В тот вечер я отыгрывал монолог графа Монте-Кристо, когда Регина, лениво аплодируя, вышла из тени затемненного зала и медленно приблизилась к сцене. Я так и не понял, как долго она за мной наблюдала и, помнится, смутился в первый момент, прервав себя на полуслове. Она заговорила первой.
— Ты хорошо играешь, Арт. Хочешь выступать на сцене по-настоящему?
— Разумеется, — с нахальным вызовом недоросля, подогретым смущением, заявил я. Я был невероятно горд этой немудреной похвалой опытной актрисы, а может быть, даже хотел впечатлить ее еще больше. А по неопытности лет не заметил томных ноток в ее голосе.
— Я могу повлиять на это. Хочешь? Пойдем со мной, расскажу, что можно для этого сделать.
Неправда, что своих целей через постель добиваются только женщины.
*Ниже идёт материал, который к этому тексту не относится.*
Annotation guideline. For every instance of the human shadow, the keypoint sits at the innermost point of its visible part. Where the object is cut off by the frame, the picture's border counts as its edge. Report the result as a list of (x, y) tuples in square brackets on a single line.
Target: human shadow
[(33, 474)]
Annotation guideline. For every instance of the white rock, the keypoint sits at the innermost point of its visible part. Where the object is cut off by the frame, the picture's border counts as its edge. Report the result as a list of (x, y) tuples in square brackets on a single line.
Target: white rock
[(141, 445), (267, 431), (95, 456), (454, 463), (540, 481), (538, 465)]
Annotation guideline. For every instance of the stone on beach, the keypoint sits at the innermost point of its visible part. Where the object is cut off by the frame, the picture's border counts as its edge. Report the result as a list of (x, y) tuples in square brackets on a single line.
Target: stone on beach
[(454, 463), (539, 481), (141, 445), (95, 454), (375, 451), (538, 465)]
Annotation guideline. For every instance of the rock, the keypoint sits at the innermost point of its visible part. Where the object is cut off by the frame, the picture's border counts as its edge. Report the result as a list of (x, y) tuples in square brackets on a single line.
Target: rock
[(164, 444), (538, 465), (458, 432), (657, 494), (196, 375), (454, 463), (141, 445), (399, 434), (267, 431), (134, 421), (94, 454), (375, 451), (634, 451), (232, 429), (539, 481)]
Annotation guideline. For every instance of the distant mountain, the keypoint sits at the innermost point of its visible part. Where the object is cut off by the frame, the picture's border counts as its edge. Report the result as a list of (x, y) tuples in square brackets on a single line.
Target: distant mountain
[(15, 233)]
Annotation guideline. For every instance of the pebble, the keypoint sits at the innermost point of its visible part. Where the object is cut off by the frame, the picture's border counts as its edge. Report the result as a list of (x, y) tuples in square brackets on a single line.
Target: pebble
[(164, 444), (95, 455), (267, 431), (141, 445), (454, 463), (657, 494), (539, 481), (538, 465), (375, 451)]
Успешные дамы имеют не меньшее влияние на судьбы молодых амбициозных мальчиков, даруя покровительство в обмен на молодую горячую кровь. Я, впрочем, в покровительстве не нуждался, но Регина считала иначе, эгоистично возжелав страсти молодого любовника. Мне было пятнадцать.
Вид бесстыдно обнаженного женского тела решил все за меня, ведь я еще не знал, как справляться со своими гормонами. Зато Регина прекрасно знала все о наслаждениях, и порочно атакуя своими руками, губами, плотью, без зазрений совести забрала мою невинность. Первый мой раз был душным, быстрым, влажным и очень неумелым. Но Регина осталась довольна, ведь ее, пресыщенную разными удовольствиями, мало интересовало само соитие. Ей нужна была моя слабость, ее возбуждал сам факт обладания мной, а моя неопытность лишь раззадоривала.
Регина сдержала слово, и мне дали выход. Это был мой первый раз на настоящей сцене. Я играл пажа, и моя роль не предполагала ни слов, ни даже действий, а на сцене я провел не дольше трех минут. Но это сладостное, ни с чем не сравнимое ощущение публики, глядящей на тебя сотнями глаз, навсегда запечатлелось в моем сознании и больше никогда не отпускало. Наверное, с того самого момента я оказался окончательно пленен порочным и загадочным миром театра, и им же насквозь отравлен.